Unethical buyers may try to go shopping with money that has fallen from the sky, but there is no reason for sellers to accept such money.
Sellers are willing to take money in exchange for goods and services only because the supply of that money is strictly controlled by the central bank. If money starts falling from the sky, sellers will refuse to accept it as payment for their products.
If the authorities actually began dropping money from helicopters, shops would either close their doors or demand payment in foreign currency or gold, and the economy would quickly collapse. There is no economy so wretched as one that no longer has a national currency the people trust.
Because it plainly ignores the psychology of sellers in the market, literal helicopter money is not, in Koo’s opinion, the ultimate form of monetary accommodation.
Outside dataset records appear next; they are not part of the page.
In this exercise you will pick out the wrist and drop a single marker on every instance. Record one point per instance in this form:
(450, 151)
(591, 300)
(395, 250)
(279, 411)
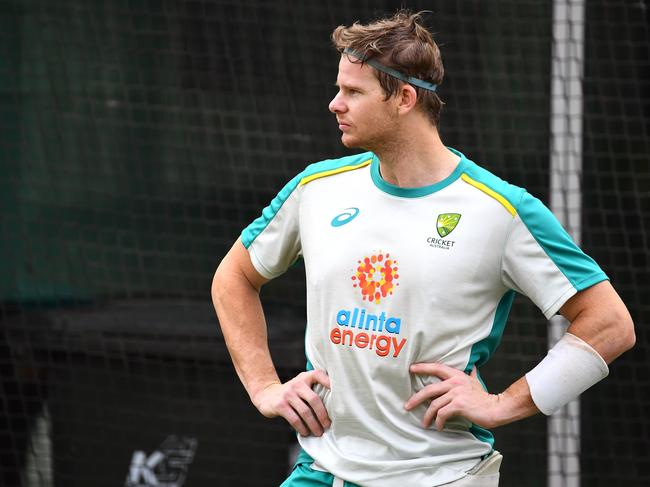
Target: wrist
(261, 389)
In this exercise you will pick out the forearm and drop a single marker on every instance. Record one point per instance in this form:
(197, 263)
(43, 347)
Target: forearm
(515, 403)
(242, 321)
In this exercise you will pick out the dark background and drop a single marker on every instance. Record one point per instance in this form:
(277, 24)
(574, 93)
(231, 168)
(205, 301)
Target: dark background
(139, 137)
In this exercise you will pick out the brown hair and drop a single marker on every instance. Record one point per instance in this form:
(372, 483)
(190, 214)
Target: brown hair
(402, 43)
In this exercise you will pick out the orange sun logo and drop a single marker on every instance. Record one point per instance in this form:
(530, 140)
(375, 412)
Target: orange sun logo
(376, 277)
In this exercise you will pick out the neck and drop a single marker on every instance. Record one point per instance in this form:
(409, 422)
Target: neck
(415, 157)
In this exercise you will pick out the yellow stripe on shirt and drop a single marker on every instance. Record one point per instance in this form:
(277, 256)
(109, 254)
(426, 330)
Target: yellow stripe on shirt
(331, 172)
(490, 192)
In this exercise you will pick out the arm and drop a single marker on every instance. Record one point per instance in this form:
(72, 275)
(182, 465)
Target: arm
(235, 295)
(596, 315)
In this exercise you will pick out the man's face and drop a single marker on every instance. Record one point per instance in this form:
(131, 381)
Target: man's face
(364, 117)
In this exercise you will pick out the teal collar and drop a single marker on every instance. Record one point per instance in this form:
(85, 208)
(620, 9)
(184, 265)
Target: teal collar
(389, 188)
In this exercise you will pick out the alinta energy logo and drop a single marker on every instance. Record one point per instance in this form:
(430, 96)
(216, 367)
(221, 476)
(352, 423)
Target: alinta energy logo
(445, 224)
(372, 329)
(376, 277)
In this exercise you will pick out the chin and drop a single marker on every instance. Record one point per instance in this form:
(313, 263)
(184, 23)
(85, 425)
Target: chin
(350, 142)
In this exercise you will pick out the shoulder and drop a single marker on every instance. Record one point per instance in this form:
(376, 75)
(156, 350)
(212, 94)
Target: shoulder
(509, 195)
(330, 167)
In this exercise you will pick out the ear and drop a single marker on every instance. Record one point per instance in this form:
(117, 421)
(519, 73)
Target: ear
(407, 97)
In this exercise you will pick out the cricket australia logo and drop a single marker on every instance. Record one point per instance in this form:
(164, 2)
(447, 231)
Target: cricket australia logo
(445, 224)
(165, 467)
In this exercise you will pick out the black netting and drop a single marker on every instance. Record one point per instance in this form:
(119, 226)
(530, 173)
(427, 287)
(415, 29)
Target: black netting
(137, 139)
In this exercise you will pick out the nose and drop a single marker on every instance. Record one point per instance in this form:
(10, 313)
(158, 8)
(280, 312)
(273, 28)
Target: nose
(337, 105)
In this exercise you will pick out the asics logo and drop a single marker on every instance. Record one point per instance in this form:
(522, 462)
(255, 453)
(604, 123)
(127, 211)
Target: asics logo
(347, 216)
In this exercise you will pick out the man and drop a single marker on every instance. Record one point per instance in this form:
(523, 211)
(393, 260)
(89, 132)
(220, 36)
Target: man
(413, 255)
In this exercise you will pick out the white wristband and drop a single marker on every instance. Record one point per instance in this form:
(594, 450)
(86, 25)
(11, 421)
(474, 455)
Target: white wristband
(570, 368)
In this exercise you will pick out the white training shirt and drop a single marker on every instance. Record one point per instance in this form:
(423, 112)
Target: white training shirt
(397, 276)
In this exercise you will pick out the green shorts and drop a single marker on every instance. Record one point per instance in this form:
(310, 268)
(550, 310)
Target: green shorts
(305, 476)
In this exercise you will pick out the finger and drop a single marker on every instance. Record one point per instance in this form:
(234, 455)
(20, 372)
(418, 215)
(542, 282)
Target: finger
(434, 410)
(321, 377)
(431, 391)
(316, 404)
(294, 420)
(439, 370)
(307, 415)
(444, 413)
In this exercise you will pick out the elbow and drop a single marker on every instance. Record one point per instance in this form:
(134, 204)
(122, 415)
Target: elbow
(217, 286)
(628, 336)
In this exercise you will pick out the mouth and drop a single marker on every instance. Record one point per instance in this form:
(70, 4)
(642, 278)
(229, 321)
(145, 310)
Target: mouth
(343, 125)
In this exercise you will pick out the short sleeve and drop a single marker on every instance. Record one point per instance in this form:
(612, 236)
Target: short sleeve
(542, 261)
(273, 239)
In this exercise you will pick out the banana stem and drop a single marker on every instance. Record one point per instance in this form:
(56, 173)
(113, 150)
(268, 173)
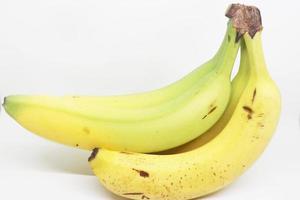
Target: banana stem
(254, 51)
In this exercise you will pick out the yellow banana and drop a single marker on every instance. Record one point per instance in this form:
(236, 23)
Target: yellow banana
(220, 160)
(141, 123)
Taking it to this extreme would only lead to an economy’s collapse, not its recovery. More so, there’s no case in recorded history where an economy without a credible national currency outperformed an economy with one.

There are three other distribution options/forms of helicopter money out there — but these probably won’t be any more effective, Koo says....MORE 
From WKRP (Cincinnati):

The Thanksgiving episode "Turkeys Away"



"It's a helicopter, and it's coming this way. It's flying something behind it, I can't quite make it out, it's a large banner and it says, uh - Happy... Thaaaaanksss... giving! ... From ... W ... K ... R... P!! No parachutes yet. Can't be skydivers... I can't tell just yet what they are, but - Oh my God, Johnny, they're turkeys!! Johnny, can you get this? Oh, they're plunging to the earth right in front of our eyes!